On va dire que cela ne fait pas loin de vingt-cinq ans que je la connais.

Depuis un après-midi à Béziers quand je l’avais dépannée d’une entrada extraite d’une enveloppe blanche que m’avait fait préparer le Commandant.

On va dire qu’une fois, dans sa voiture, elle me demanda  de lui parler de la corrida du jour et moi  des sols karstiques et de la formation des couches sédimentaires.

On va dire que sa grand-mère aimait les antiquailles.

Tandis qu’elle s’occupait à mesurer les préférences des consommateurs en matière de pâtes alimentaires ou à sonder leur opinion sur les nouveaux médicaments.

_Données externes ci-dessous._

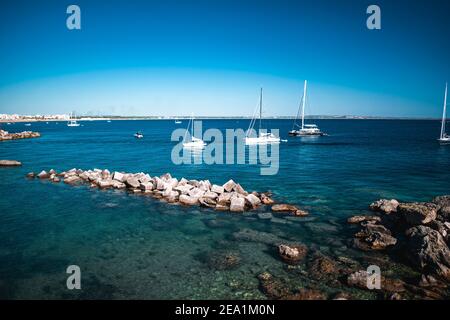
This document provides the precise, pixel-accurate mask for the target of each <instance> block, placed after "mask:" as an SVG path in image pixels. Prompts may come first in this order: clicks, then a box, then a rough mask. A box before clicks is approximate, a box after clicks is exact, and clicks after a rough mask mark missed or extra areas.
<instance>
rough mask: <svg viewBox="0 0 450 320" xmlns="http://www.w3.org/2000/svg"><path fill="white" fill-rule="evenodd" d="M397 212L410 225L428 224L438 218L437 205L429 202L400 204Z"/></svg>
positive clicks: (413, 225)
mask: <svg viewBox="0 0 450 320" xmlns="http://www.w3.org/2000/svg"><path fill="white" fill-rule="evenodd" d="M397 211H398V212H399V213H401V214H402V215H403V217H404V218H405V220H406V222H407V223H408V224H410V225H413V226H414V225H419V224H427V223H429V222H431V221H433V220H434V219H436V216H437V205H436V204H434V203H427V202H413V203H400V204H399V206H398V209H397Z"/></svg>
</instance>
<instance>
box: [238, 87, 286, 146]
mask: <svg viewBox="0 0 450 320" xmlns="http://www.w3.org/2000/svg"><path fill="white" fill-rule="evenodd" d="M261 121H262V88H261V91H260V95H259V130H258V135H257V136H256V137H250V134H251V132H252V131H253V127H254V126H255V123H256V110H255V113H254V114H253V117H252V120H251V121H250V125H249V127H248V129H247V134H246V135H245V144H268V143H280V138H278V137H276V136H275V135H274V134H273V133H268V132H266V133H262V132H261Z"/></svg>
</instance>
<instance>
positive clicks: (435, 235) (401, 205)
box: [348, 195, 450, 283]
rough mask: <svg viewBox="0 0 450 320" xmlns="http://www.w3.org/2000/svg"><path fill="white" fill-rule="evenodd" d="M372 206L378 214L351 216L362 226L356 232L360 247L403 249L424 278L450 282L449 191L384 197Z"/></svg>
mask: <svg viewBox="0 0 450 320" xmlns="http://www.w3.org/2000/svg"><path fill="white" fill-rule="evenodd" d="M370 209H371V210H372V211H374V212H376V214H377V215H374V216H354V217H351V218H349V219H348V222H349V223H353V224H359V225H360V226H361V228H362V229H361V230H360V231H359V232H357V233H356V234H355V239H354V245H355V246H356V247H357V248H359V249H363V250H387V251H388V252H389V251H390V250H392V251H394V252H400V253H401V255H402V256H404V258H406V261H408V262H409V264H410V265H411V266H413V267H415V268H416V269H417V270H418V271H419V272H421V273H422V275H423V278H424V279H428V280H429V277H432V278H433V279H434V278H437V279H441V280H443V281H444V282H447V283H448V282H450V249H449V244H450V219H449V218H450V214H449V213H450V195H446V196H440V197H436V198H434V199H433V200H432V201H430V202H405V203H402V202H399V201H397V200H395V199H392V200H387V199H381V200H378V201H376V202H374V203H372V204H371V205H370ZM428 280H427V281H428ZM433 281H434V280H433Z"/></svg>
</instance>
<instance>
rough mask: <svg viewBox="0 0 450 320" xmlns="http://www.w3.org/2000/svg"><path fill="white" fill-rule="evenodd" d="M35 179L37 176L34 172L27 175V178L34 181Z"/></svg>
mask: <svg viewBox="0 0 450 320" xmlns="http://www.w3.org/2000/svg"><path fill="white" fill-rule="evenodd" d="M34 177H36V174H35V173H34V172H29V173H27V178H30V179H33V178H34Z"/></svg>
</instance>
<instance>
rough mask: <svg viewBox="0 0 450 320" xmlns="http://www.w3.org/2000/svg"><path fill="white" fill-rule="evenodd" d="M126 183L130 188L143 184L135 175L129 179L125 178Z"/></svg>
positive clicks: (127, 185) (136, 186) (133, 187)
mask: <svg viewBox="0 0 450 320" xmlns="http://www.w3.org/2000/svg"><path fill="white" fill-rule="evenodd" d="M125 184H126V185H127V187H129V188H133V189H137V188H139V186H140V185H141V184H140V183H139V181H138V179H136V178H135V177H128V178H127V180H125Z"/></svg>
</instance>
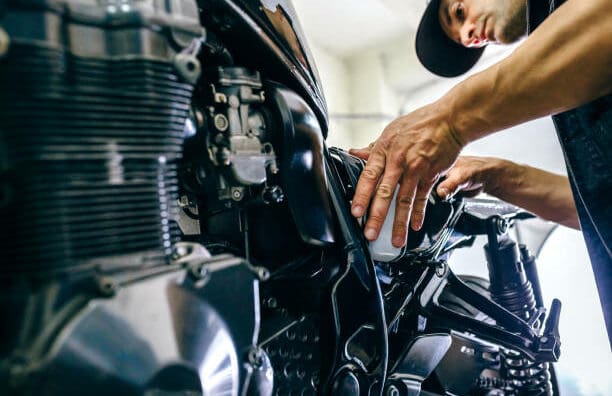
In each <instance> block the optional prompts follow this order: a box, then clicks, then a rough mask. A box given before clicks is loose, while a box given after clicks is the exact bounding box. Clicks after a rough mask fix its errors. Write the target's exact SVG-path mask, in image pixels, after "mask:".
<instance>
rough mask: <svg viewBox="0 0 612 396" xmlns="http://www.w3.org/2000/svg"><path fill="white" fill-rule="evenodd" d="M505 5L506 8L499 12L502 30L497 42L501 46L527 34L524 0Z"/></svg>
mask: <svg viewBox="0 0 612 396" xmlns="http://www.w3.org/2000/svg"><path fill="white" fill-rule="evenodd" d="M502 1H503V0H502ZM506 1H507V0H506ZM506 4H508V7H505V9H504V10H503V11H502V12H501V14H502V15H501V20H502V23H503V25H502V26H503V28H502V31H501V32H500V34H499V36H498V37H497V40H498V41H499V42H500V43H503V44H511V43H514V42H516V41H518V40H519V39H521V37H523V36H524V35H525V34H526V33H527V3H526V1H525V0H512V1H509V2H508V3H506Z"/></svg>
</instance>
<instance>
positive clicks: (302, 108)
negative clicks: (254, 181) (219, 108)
mask: <svg viewBox="0 0 612 396" xmlns="http://www.w3.org/2000/svg"><path fill="white" fill-rule="evenodd" d="M267 91H268V92H269V93H270V94H271V95H270V97H271V99H272V101H273V102H274V104H275V106H274V108H275V109H276V110H277V112H278V121H279V122H280V125H279V127H280V128H279V129H281V134H282V138H280V139H279V140H278V144H279V145H280V146H281V150H280V153H281V154H280V157H281V161H280V168H281V178H282V184H283V188H284V190H285V195H286V196H287V201H288V204H289V209H290V211H291V214H292V216H293V219H294V221H295V224H296V226H297V229H298V232H299V233H300V237H301V238H302V240H303V241H304V242H306V243H308V244H311V245H316V246H325V245H329V244H332V243H333V242H334V233H333V217H332V210H331V202H330V199H329V194H328V186H327V178H326V172H325V161H324V160H323V147H324V146H323V145H324V140H323V133H322V130H321V125H320V124H319V122H318V120H317V117H316V115H315V114H314V112H313V111H312V109H311V108H310V107H309V106H308V104H307V103H306V102H305V101H304V100H303V99H302V98H301V97H300V96H299V95H297V94H296V93H295V92H293V91H291V90H289V89H287V88H285V87H283V86H281V85H279V84H272V86H271V87H270V89H268V90H267Z"/></svg>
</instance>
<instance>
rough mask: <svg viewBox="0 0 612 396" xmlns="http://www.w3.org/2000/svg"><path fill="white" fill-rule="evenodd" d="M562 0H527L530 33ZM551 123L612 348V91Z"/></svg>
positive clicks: (560, 2)
mask: <svg viewBox="0 0 612 396" xmlns="http://www.w3.org/2000/svg"><path fill="white" fill-rule="evenodd" d="M563 2H564V0H561V1H559V0H557V1H555V0H531V1H529V3H528V29H529V33H531V32H533V30H535V29H536V28H537V27H538V25H539V24H540V23H541V22H542V21H543V20H544V19H546V17H548V15H550V14H551V13H552V12H553V11H554V10H555V9H556V8H557V7H558V6H559V5H561V4H562V3H563ZM568 94H571V93H570V92H568ZM553 121H554V123H555V127H556V129H557V136H558V137H559V142H560V143H561V147H562V149H563V154H564V156H565V163H566V165H567V171H568V175H569V179H570V183H571V186H572V191H573V193H574V200H575V201H576V208H577V210H578V216H579V218H580V226H581V228H582V234H583V236H584V239H585V241H586V245H587V248H588V250H589V257H590V259H591V265H592V266H593V273H594V275H595V282H596V284H597V289H598V291H599V299H600V301H601V306H602V309H603V314H604V319H605V322H606V328H607V330H608V339H609V341H610V346H611V347H612V253H611V242H612V235H611V231H612V167H610V162H611V161H612V95H607V96H604V97H602V98H599V99H596V100H594V101H592V102H590V103H587V104H585V105H583V106H580V107H578V108H576V109H573V110H570V111H566V112H564V113H560V114H557V115H555V116H553ZM559 265H563V263H559ZM577 319H578V320H579V318H577Z"/></svg>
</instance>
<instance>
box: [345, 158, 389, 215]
mask: <svg viewBox="0 0 612 396" xmlns="http://www.w3.org/2000/svg"><path fill="white" fill-rule="evenodd" d="M385 159H386V157H385V155H384V153H383V152H380V151H373V152H372V153H370V158H369V160H368V162H367V163H366V165H365V167H364V168H363V171H362V172H361V175H360V176H359V180H358V181H357V188H356V189H355V195H354V197H353V203H352V205H351V213H352V214H353V216H355V217H362V216H363V215H364V214H365V209H366V208H367V207H368V205H369V203H370V200H371V198H372V195H373V194H374V190H375V189H376V186H377V185H378V180H379V179H380V177H381V176H382V174H383V172H384V170H385Z"/></svg>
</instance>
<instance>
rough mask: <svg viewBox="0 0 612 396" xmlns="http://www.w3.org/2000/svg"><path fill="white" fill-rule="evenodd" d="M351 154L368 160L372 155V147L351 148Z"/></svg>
mask: <svg viewBox="0 0 612 396" xmlns="http://www.w3.org/2000/svg"><path fill="white" fill-rule="evenodd" d="M349 154H351V155H354V156H355V157H358V158H361V159H362V160H365V161H367V160H368V158H369V157H370V148H369V147H366V148H361V149H349Z"/></svg>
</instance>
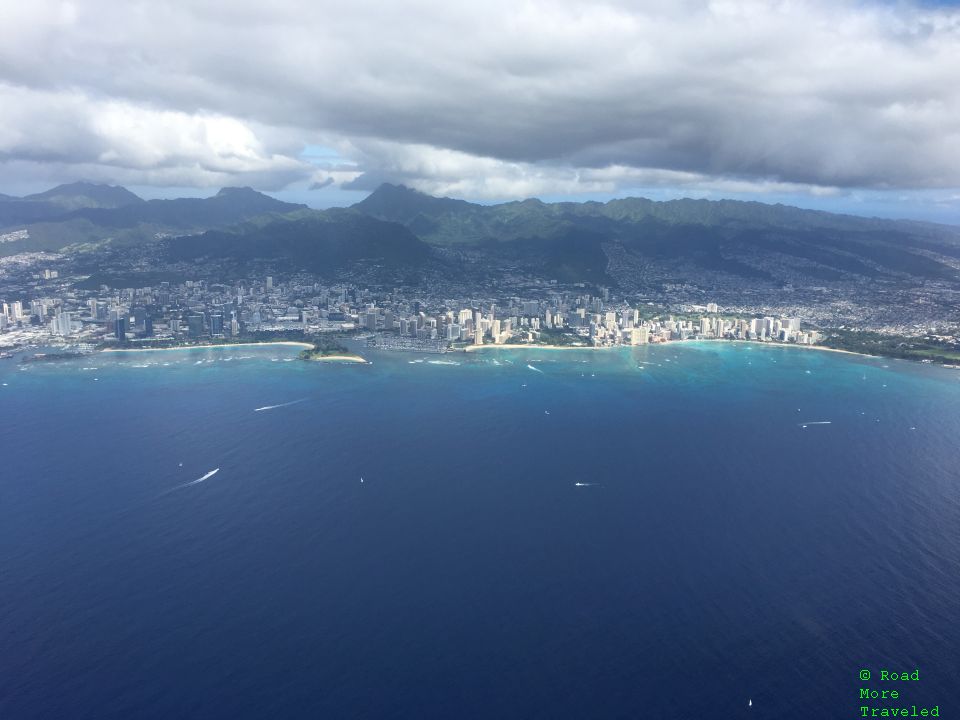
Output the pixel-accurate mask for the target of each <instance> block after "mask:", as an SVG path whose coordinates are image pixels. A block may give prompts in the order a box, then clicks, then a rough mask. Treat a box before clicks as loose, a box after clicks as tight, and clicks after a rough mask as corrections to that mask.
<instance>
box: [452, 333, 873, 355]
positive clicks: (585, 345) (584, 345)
mask: <svg viewBox="0 0 960 720" xmlns="http://www.w3.org/2000/svg"><path fill="white" fill-rule="evenodd" d="M706 342H710V343H713V342H724V343H743V344H750V345H760V346H761V347H780V348H797V349H803V350H820V351H822V352H836V353H843V354H845V355H859V356H861V357H872V358H880V357H883V356H882V355H869V354H867V353H859V352H854V351H853V350H840V349H839V348H828V347H825V346H823V345H798V344H796V343H776V342H762V341H760V340H727V339H717V338H701V339H699V340H668V341H666V342H656V343H647V344H646V345H538V344H536V343H529V344H523V345H494V344H488V345H468V346H467V347H465V348H463V351H464V352H476V351H477V350H483V349H489V348H499V349H502V350H524V349H534V350H622V349H624V348H632V349H636V348H642V347H658V346H664V347H665V346H669V345H677V344H680V345H685V344H689V343H706Z"/></svg>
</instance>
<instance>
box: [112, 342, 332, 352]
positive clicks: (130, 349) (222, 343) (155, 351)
mask: <svg viewBox="0 0 960 720" xmlns="http://www.w3.org/2000/svg"><path fill="white" fill-rule="evenodd" d="M267 345H287V346H290V347H302V348H312V347H313V345H311V344H310V343H305V342H297V341H295V340H276V341H271V342H263V343H216V344H211V345H177V346H174V347H165V348H103V349H102V350H100V352H110V353H118V352H119V353H132V352H167V351H170V350H208V349H210V348H226V347H263V346H267Z"/></svg>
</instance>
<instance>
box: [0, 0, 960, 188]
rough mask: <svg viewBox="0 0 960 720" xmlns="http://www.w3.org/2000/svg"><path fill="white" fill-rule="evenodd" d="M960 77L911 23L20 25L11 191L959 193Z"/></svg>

On ajoutera que je crois savoir qu’au petit-déjeuner, elle boit du thé.

On ajoutera aussi que dans le domaine de la géographie, elle en connait un rayon.

On ajoutera encore qu’elle a pu observer le vol des colibris.

On précisera que j’ai toujours adoré son rouge à lèvres et ses chemisiers échancrés.

On précisera aussi qu’elle connait mieux la Colombie, Manizales, Baranquilla, les indiens Wayu de la Guajira ou les Arhuacos que la composition du Nîmes Olympique.

On précisera encore qu’on se voit très rarement, mais qu’elle figure dans mes contacts comme sur mes applications «Messenger» et «What’sApp».

Si Dios quiere et si elle est bien sage, je l’ajouterai à mes favoris.

On va dire que les fois où on se rencontre, c’est après une corrida, souvent à Nîmes et presque toujours devant « Le Lisita » où le samedi soir de la Pentecôte 2006, nous avions partagé une brandade en soufflé et tombé une paire de bouteilles de blanc des Costières.

On va dire qu’elle s’est bien remise d’avoir égaré une médaille de la Vierge du Roco et qu’elle aime les œillets.

On va dire qu’elle m’attendit en vain à l’aéroport de Fréjorgues le jour où je m’étais cassé la jambe dans un pueblo de la Gross Allemagne.

On attestera qu’elle fut le témoin d’alternative d’aficionado de mon ami Cédric Bourges et qu’elle ne déteste pas se coucher tard.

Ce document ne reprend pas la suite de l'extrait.